June 4, 2023


Prince Abdulaziz bin Salman al-Saudi, Saudi Arabia’s energy minister, has been no slouch in driving the oil market. A few well-chosen words and hints of looming production cuts – Brent is back above $100 a barrel in less than 24 hours. But I’m confused by his logic lately.

The minister appeared to blame oil’s pullback from its recent highs on the same people his predecessor accused of moving in the opposite direction in the past. The most likely fact is that the Saudis simply want higher oil prices.

Here’s what he said: “The paper oil market has fallen into a self-perpetuating vicious cycle of very thin liquidity and extreme volatility.”

What he means is that not enough people are trading oil in the futures market. For a Saudi oil minister, it was a strange thing. Who does he want to be more actively involved in oil futures trading?

For most of the 30 years I’ve followed OPEC and the oil market, the group has complained that “speculators” have been pushing oil prices when they go too far or too fast in one direction. This group includes all those who trade oil futures but never intended to supply or receive physical barrels of oil.

Far from having too many speculators driving price moves that have not been justified by the physical market, the lament now seems to be that there are too few speculators, or too few bulls.

Perhaps the energy secretary would like to see more oil producers trade in the note market to hedge their output and more accurately reflect market fundamentals. Perhaps the world’s largest oil producer, Saudi Aramco, wants to lead the way by starting to use the futures market itself.

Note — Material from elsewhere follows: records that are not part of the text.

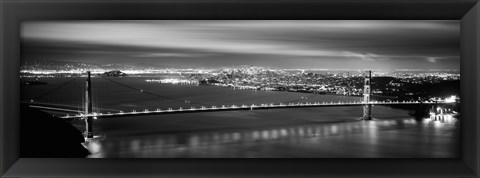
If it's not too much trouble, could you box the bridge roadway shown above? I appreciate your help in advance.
[50,101,455,119]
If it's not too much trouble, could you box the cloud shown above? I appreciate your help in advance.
[343,51,388,62]
[427,57,438,63]
[132,53,212,58]
[21,20,459,67]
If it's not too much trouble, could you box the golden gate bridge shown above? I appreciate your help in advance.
[24,71,456,139]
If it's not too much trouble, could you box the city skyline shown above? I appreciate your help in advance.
[21,20,460,71]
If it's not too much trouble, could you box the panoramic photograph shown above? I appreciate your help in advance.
[19,20,461,158]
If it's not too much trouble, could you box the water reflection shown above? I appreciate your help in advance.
[88,115,458,158]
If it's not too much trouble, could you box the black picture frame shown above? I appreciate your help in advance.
[0,0,480,177]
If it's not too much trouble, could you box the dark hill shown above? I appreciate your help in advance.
[20,105,90,158]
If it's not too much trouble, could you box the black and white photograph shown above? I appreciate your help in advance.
[18,20,461,158]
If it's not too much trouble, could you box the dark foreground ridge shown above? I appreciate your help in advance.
[20,105,90,158]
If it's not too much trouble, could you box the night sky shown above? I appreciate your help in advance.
[21,20,460,70]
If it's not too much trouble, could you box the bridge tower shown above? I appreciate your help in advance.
[84,71,93,140]
[362,71,372,120]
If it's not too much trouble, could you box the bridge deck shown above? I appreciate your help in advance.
[26,101,455,119]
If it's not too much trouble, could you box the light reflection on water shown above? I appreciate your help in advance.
[89,115,459,158]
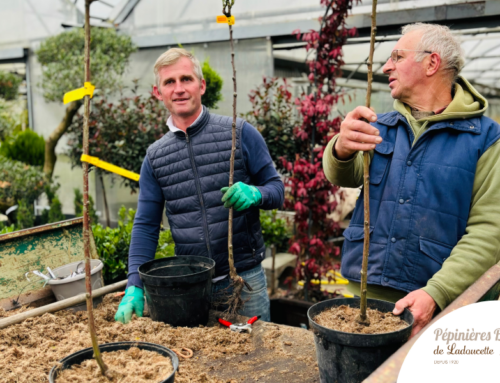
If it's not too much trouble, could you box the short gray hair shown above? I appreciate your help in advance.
[154,48,203,89]
[402,23,464,81]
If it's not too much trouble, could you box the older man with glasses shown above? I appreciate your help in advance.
[323,23,500,335]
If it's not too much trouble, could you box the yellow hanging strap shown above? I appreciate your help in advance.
[80,154,140,181]
[63,82,95,104]
[217,15,234,25]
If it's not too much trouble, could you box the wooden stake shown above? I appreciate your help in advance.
[82,0,108,375]
[358,0,377,325]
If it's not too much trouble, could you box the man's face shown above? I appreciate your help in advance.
[153,57,206,118]
[382,31,425,102]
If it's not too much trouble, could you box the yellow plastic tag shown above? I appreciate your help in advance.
[80,154,140,181]
[63,82,95,104]
[217,15,234,25]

The ABS goes on to say that these illiquid paper markets “sometimes give a false sense of security when spare capacity is severely constrained and the risk of severe disruption remains high,” the ABS went on to say.

If I understand what he means, this means: The physical oil market is much tighter than the paper markets that generate Brent and WTI prices would suggest. Prince’s solution to this failure to recognize the real tightness in the physical market is to suggest that the producer group may cut production, thereby tightening the physical market further. The Saudi Press Agency even made the headlines about the threat of production cuts when reporting on Bloomberg’s interview with ABS.

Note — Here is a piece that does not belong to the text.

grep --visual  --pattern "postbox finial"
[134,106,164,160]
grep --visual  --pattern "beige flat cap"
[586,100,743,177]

But I don’t see how cutting production in an otherwise tight market could be good for stability. If the market is already starved of physical crude supplies, cutting them further will only make the shortage worse.

Has the oil market suddenly become more volatile? Price action over the past year suggests not.

Crude oil prices rose 86% from early December, peaking in March. But apparently, the market was stable enough at the time that OPEC+ producers could stick to their goal of raising output slowly and steadily. Brent held above $100 for almost the entire period between early March and early August after the surge sparked by Russia’s invasion of Ukraine. But this appearance of stability is deceptive. Crude has risen more than $5 a day 20 times over the past year, 19 of those times during this period, and another one day in November when the omicron variant of Covid-19 made headlines.

Then, in early August, Brent fell 16% from $110 a barrel to $92 a barrel in just over two weeks. The drop was enough to trigger an implied threat of production cuts — a call that was dutifully echoed by most other members of the oil-producing group.

Of course, as my colleague Javier Blas has pointed out, ABS words may have less to do with market stability than with oil prices in a market that is more concerned about the prospect of a recession for several major oil companies Setting a lower limit matters a lot. – Consumers than it is about the adequacy of oil supply.

In short, the Saudis want higher oil prices and, as always, blame “speculators” or they don’t like the absence of this market.

More from Bloomberg Views:

• It’s very, very scary to listen to European power traders: Javier Blass

• $10 gas? do not panic.Here’s another: Liam Denning

• Inflation winners need to help losers: Thomas Black

This column does not necessarily reflect the opinions of the editorial board or Bloomberg LP and its owners.

Julian Lee is an oil strategist at Bloomberg First Word. Previously, he was a senior analyst at the Center for Global Energy Research.